Posted by: Swan on June 24, 2008 at 3:07 PM | PERMALINK
The retired medical librarian must weigh in here.
One of the reasons that medical libraries resist putting filters on their public workstations is that legitimate medical research requires using words like breast and penis.
Also many words have multiple contexts. Some years back I was putting together a menu for a banquet to be held in conjunction with a convention which my library was hosting. The banquet was held at Trail Dust Town in Tucson, said locale tarted up to supposedly look like a town of the Old West. So I wanted to have the menu appear "Old West". I decided to surround the text with either a rope or even better, a whip.
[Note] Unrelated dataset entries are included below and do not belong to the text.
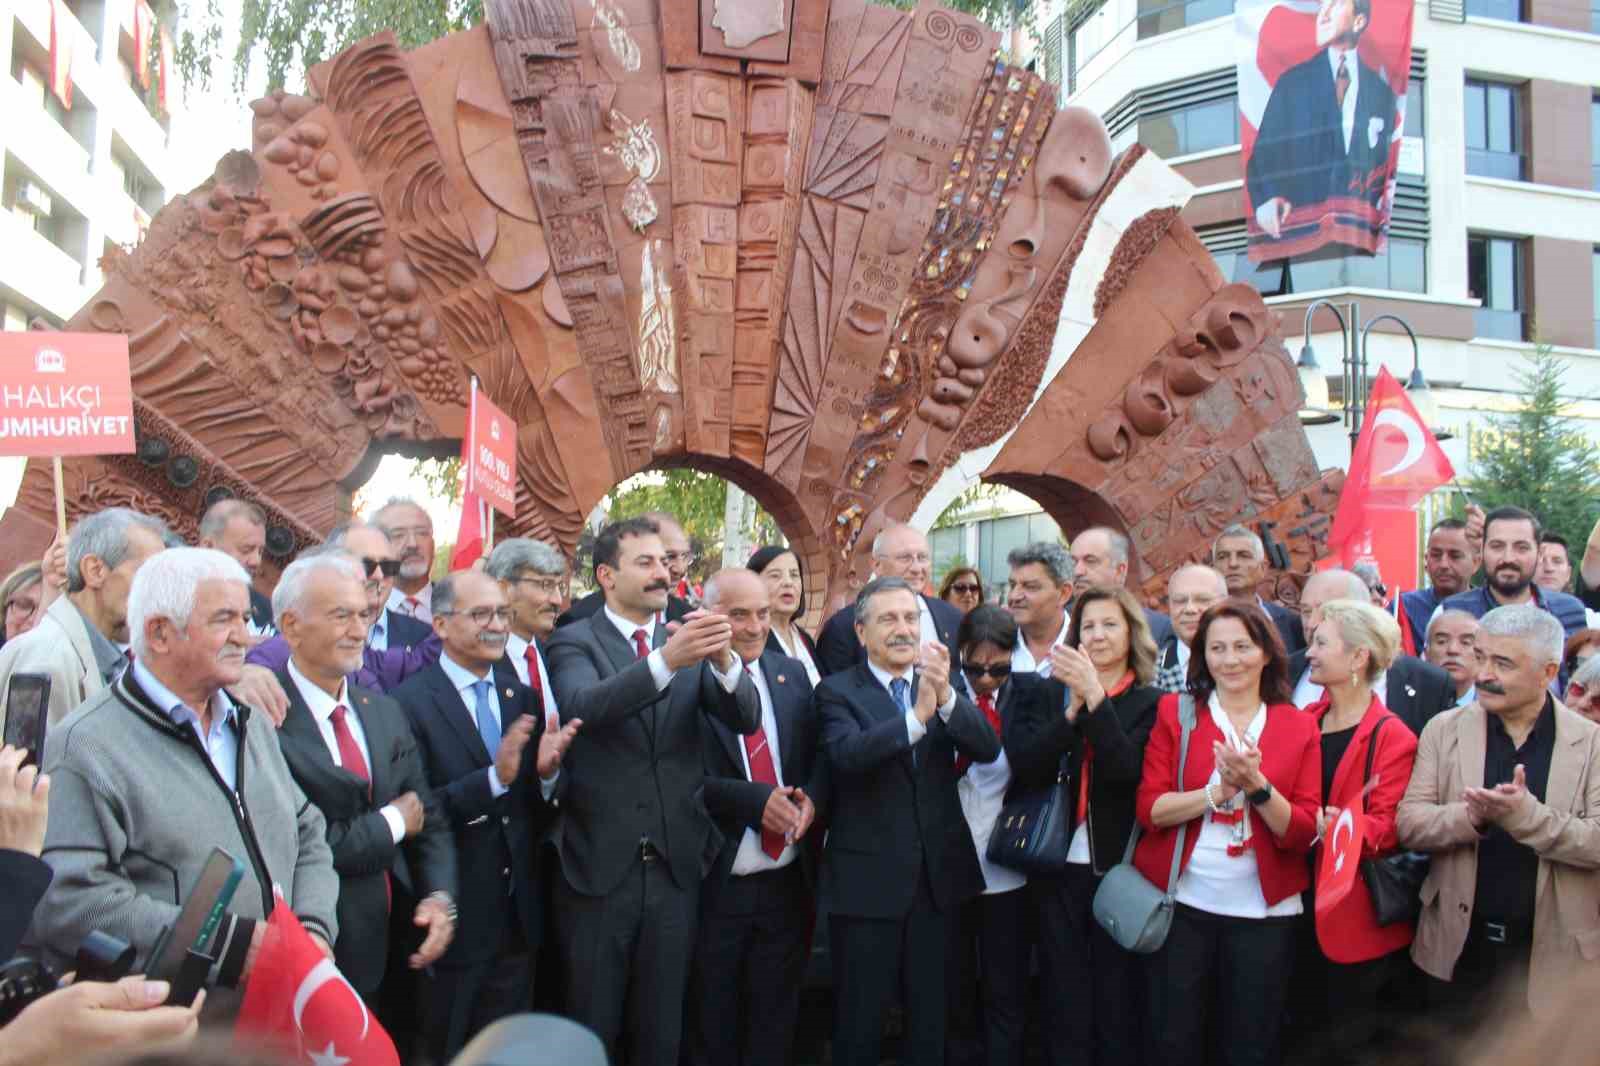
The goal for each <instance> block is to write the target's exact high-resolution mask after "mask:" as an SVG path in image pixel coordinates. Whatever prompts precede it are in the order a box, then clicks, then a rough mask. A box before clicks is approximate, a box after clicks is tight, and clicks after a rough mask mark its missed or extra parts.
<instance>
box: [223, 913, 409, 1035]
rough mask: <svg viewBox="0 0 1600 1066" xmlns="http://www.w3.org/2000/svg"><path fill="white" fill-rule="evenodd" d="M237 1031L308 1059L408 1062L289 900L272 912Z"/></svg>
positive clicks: (242, 1006) (236, 1029)
mask: <svg viewBox="0 0 1600 1066" xmlns="http://www.w3.org/2000/svg"><path fill="white" fill-rule="evenodd" d="M234 1037H235V1039H243V1040H248V1042H251V1044H267V1045H270V1047H274V1048H277V1050H280V1052H282V1053H283V1055H285V1056H290V1058H293V1061H296V1063H306V1064H307V1066H400V1055H398V1053H397V1052H395V1045H394V1040H390V1039H389V1034H387V1032H384V1028H382V1026H381V1024H378V1020H376V1018H373V1015H371V1012H368V1010H366V1004H363V1002H362V997H360V996H357V994H355V989H354V988H350V983H349V981H346V980H344V975H342V973H339V968H338V967H334V965H333V960H331V959H328V957H326V956H325V954H322V949H320V948H318V946H317V943H315V941H314V940H312V938H310V933H307V932H306V928H304V927H302V925H301V924H299V919H298V917H294V912H293V911H290V909H288V908H286V906H282V904H280V906H275V908H274V909H272V917H270V919H269V920H267V933H266V938H264V940H262V941H261V954H259V956H256V967H254V970H251V975H250V980H248V983H246V984H245V1002H243V1005H242V1007H240V1010H238V1020H237V1021H235V1023H234Z"/></svg>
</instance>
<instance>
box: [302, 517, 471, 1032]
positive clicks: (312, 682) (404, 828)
mask: <svg viewBox="0 0 1600 1066" xmlns="http://www.w3.org/2000/svg"><path fill="white" fill-rule="evenodd" d="M272 611H274V619H275V621H277V626H278V631H280V632H282V634H283V639H285V640H288V643H290V648H291V655H290V661H288V663H286V664H285V666H283V669H282V671H280V672H278V683H280V685H283V691H285V693H288V699H290V711H288V715H286V717H285V719H283V727H282V731H280V733H278V744H280V746H282V747H283V759H285V760H286V762H288V763H290V773H293V775H294V781H296V783H298V784H299V786H301V789H302V791H304V792H306V795H307V797H309V799H310V802H312V804H315V805H317V808H318V810H320V812H322V815H323V818H325V820H326V821H328V845H330V847H331V848H333V868H334V871H336V872H338V874H339V940H338V941H336V943H334V944H333V949H334V960H336V962H338V964H339V972H341V973H344V976H347V978H349V980H350V984H352V986H354V988H355V991H357V992H360V994H362V997H363V999H366V1000H368V1002H370V1004H376V994H378V986H379V981H381V978H382V976H384V959H386V951H387V944H389V911H390V906H392V904H397V903H403V904H405V908H406V911H408V914H406V916H405V917H406V924H408V925H414V927H418V928H421V930H424V932H426V938H424V940H422V943H421V944H419V946H418V949H416V952H414V954H411V957H410V965H411V968H413V970H421V968H422V967H427V965H432V964H434V962H435V960H437V959H438V957H440V956H443V954H445V949H446V948H448V946H450V940H451V936H453V935H454V930H456V904H454V898H456V845H454V840H453V837H451V834H450V823H448V820H446V818H445V812H443V807H442V805H440V800H438V797H437V795H435V794H434V789H432V787H430V786H429V783H427V775H426V773H424V770H422V759H421V755H419V754H418V746H416V736H414V735H413V733H411V727H410V725H408V722H406V717H405V711H402V709H400V704H397V703H395V701H394V699H390V698H389V696H384V695H382V693H376V691H370V690H366V688H358V687H355V685H350V683H349V682H347V675H349V674H352V672H354V671H355V669H357V667H358V666H360V663H362V647H363V642H365V634H366V624H368V619H370V616H371V607H370V602H368V599H366V589H365V575H363V571H362V565H360V563H358V562H357V560H355V559H354V557H352V555H349V554H346V552H342V551H339V549H331V551H328V549H322V551H317V552H312V554H307V555H301V557H299V559H296V560H294V562H293V563H290V565H288V568H286V570H285V571H283V576H282V578H278V586H277V587H275V589H274V591H272Z"/></svg>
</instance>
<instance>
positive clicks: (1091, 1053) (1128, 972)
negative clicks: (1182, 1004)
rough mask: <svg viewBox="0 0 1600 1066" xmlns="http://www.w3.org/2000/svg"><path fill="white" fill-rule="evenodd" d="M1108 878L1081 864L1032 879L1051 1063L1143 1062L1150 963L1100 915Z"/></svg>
mask: <svg viewBox="0 0 1600 1066" xmlns="http://www.w3.org/2000/svg"><path fill="white" fill-rule="evenodd" d="M1099 882H1101V879H1099V877H1096V876H1094V871H1093V869H1091V868H1088V866H1080V864H1077V863H1074V864H1070V866H1069V868H1067V872H1066V874H1062V876H1061V877H1032V879H1029V882H1027V890H1029V892H1030V893H1032V896H1034V909H1035V914H1037V920H1038V948H1040V957H1038V967H1040V986H1042V992H1043V1004H1042V1012H1040V1013H1042V1016H1043V1024H1042V1032H1043V1034H1045V1061H1048V1063H1051V1066H1096V1064H1098V1066H1139V1060H1141V1056H1142V1053H1144V1042H1142V1039H1141V1036H1139V1031H1141V1026H1142V1023H1144V1002H1146V989H1144V984H1146V978H1144V964H1146V960H1144V959H1142V957H1139V956H1136V954H1133V952H1131V951H1123V949H1122V948H1120V946H1118V944H1117V941H1114V940H1112V938H1110V935H1109V933H1106V930H1102V928H1101V927H1099V922H1096V920H1094V890H1096V888H1099Z"/></svg>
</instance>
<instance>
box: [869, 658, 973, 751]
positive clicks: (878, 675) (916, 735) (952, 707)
mask: <svg viewBox="0 0 1600 1066" xmlns="http://www.w3.org/2000/svg"><path fill="white" fill-rule="evenodd" d="M867 669H869V671H872V675H874V677H877V679H878V683H880V685H883V691H886V693H888V695H890V699H893V698H894V690H893V688H890V682H891V680H894V679H896V677H904V679H906V682H907V683H909V685H910V690H907V696H906V698H907V699H910V701H912V706H910V707H909V709H907V711H906V736H909V738H910V743H912V744H915V743H917V741H920V739H922V738H923V736H926V735H928V727H926V725H923V723H922V719H918V717H917V691H915V688H917V677H915V669H914V667H910V666H907V667H906V669H904V671H901V672H898V674H891V672H888V671H886V669H883V667H882V666H878V664H877V663H874V661H872V659H867ZM896 706H899V704H896ZM952 711H955V682H954V680H952V682H950V695H949V698H947V699H946V701H944V703H942V704H939V711H938V715H939V717H941V719H944V722H946V723H949V720H950V712H952Z"/></svg>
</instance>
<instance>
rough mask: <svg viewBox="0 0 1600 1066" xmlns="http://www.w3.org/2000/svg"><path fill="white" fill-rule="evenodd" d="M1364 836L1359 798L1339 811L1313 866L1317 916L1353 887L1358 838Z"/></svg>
mask: <svg viewBox="0 0 1600 1066" xmlns="http://www.w3.org/2000/svg"><path fill="white" fill-rule="evenodd" d="M1365 839H1366V812H1365V810H1362V797H1360V795H1357V797H1355V802H1354V804H1350V805H1349V807H1346V808H1344V810H1341V812H1339V816H1338V818H1334V821H1333V824H1331V826H1328V836H1326V839H1325V840H1323V844H1322V863H1318V866H1317V917H1322V916H1325V914H1331V912H1333V911H1334V909H1338V906H1339V904H1341V903H1344V898H1346V896H1349V895H1350V888H1354V887H1355V876H1357V872H1358V871H1360V866H1362V840H1365Z"/></svg>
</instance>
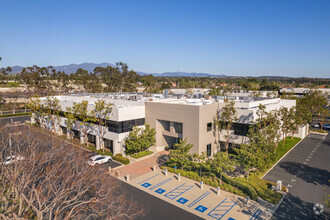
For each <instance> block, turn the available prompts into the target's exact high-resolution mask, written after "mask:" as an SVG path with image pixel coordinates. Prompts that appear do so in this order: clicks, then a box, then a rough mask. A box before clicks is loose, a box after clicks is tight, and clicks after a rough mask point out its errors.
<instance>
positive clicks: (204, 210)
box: [195, 205, 207, 212]
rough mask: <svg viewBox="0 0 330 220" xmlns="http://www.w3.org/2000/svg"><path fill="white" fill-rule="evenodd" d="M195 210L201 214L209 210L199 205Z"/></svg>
mask: <svg viewBox="0 0 330 220" xmlns="http://www.w3.org/2000/svg"><path fill="white" fill-rule="evenodd" d="M195 209H196V210H197V211H199V212H205V210H206V209H207V208H206V207H205V206H202V205H199V206H197V207H196V208H195Z"/></svg>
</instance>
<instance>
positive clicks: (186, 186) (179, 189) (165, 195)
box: [165, 183, 193, 199]
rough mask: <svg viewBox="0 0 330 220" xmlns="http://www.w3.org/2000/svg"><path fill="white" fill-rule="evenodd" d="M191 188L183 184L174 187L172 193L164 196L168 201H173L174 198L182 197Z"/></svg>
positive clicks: (172, 190)
mask: <svg viewBox="0 0 330 220" xmlns="http://www.w3.org/2000/svg"><path fill="white" fill-rule="evenodd" d="M192 187H193V186H185V183H184V184H182V185H180V186H178V187H176V188H175V189H173V190H172V191H170V192H168V193H167V194H166V195H165V196H166V197H167V198H169V199H175V198H176V197H178V196H180V195H182V194H183V193H185V192H187V191H188V190H189V189H191V188H192Z"/></svg>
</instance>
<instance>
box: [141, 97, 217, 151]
mask: <svg viewBox="0 0 330 220" xmlns="http://www.w3.org/2000/svg"><path fill="white" fill-rule="evenodd" d="M217 106H218V104H217V103H213V104H209V105H198V106H197V105H187V104H173V103H162V102H146V123H147V124H150V126H151V127H152V128H154V129H155V130H156V143H155V146H156V147H165V146H166V145H167V143H166V141H165V138H164V135H167V136H172V137H177V138H182V139H185V138H187V142H188V143H191V144H193V148H192V149H191V150H190V152H191V153H197V154H201V153H202V152H206V145H207V144H212V151H216V149H217V145H216V143H217V142H216V141H215V140H214V139H215V136H214V135H215V134H214V132H212V131H209V132H207V123H209V122H212V123H213V119H214V116H215V114H216V112H217ZM159 120H164V121H171V122H180V123H182V136H181V135H177V134H175V133H173V132H172V131H171V132H168V131H164V129H163V126H162V125H161V123H160V122H159Z"/></svg>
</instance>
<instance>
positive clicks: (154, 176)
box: [138, 174, 159, 184]
mask: <svg viewBox="0 0 330 220" xmlns="http://www.w3.org/2000/svg"><path fill="white" fill-rule="evenodd" d="M158 175H159V174H156V175H154V176H152V177H150V178H148V179H145V180H143V181H141V182H139V183H138V184H141V183H144V182H145V181H147V180H150V179H152V178H154V177H156V176H158Z"/></svg>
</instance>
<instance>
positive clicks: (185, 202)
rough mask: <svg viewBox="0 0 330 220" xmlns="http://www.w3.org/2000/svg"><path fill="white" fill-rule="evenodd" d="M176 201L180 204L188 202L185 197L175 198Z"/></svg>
mask: <svg viewBox="0 0 330 220" xmlns="http://www.w3.org/2000/svg"><path fill="white" fill-rule="evenodd" d="M177 202H180V203H181V204H185V203H186V202H188V199H185V198H182V197H181V198H180V199H178V200H177Z"/></svg>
I googled these terms, hoping to find a gif or jpeg I could download and manipulate. Try searching either on Google, and see the porn sites that you get.
Also, people can get very creative about bypassing Internet filters. I read a while back about teenagers frequenting a public library (probably in Pensacola) with Internet filters on its public workstations. The teens found "obscene" words in foreign dictionaries, and googled those, and voila! juicy sites.
I personally have always regarded this community standards thing with a jaundiced eye. While I would not want my children seeing orgy scenes, or even worse, bondage photos, I don't believe they would be permanently harmed by seeing such things, provided that parents discuss them reasonably with their children and why these behaviors are not the most optimum.
Posted by: Wolfdaughter on June 24, 2008 at 3:14 PM | PERMALINK
How's that job hunt going, Swan?
Said the maggot to the lion.
Well, as usual, it's a good day to be a lion walking on the earth and not a maggot fidgeting in the mud.
Posted by: Swan on June 24, 2008 at 3:16 PM | PERMALINK
... lion walking on the earth ...
Aha! Swan's been reading Norman's blog instead of sending resumes out.
Posted by: optical weenie on June 24, 2008 at 3:28 PM | PERMALINK
Maggots fidget in the decaying flesh of Iraqis killed by Americans.
Posted by: Brojo on June 24, 2008 at 4:31 PM | PERMALINK
Well, as usual, it's a good day to be a lion walking on the earth and not a maggot fidgeting in the mud.
Not a single callback there in the den, huh? That's really surprising, guy.
Posted by: shortstop on June 24, 2008 at 5:03 PM | PERMALINK
So I wanted to have the menu appear "Old West". I decided to surround the text with either a rope or even better, a whip. I googled these terms, hoping to find a gif or jpeg I could download and manipulate. Try searching either on Google, and see the porn sites that you get.
Using Google image search with Moderate SafeSearch on, and searching for "rope", I get one piece of arguable porn in the first 20 pages (420 images). With "whip", in the first 20 pages, I don't see anything even arguably pornographic, though there's quite a number of suggestive, PG-13-ish images.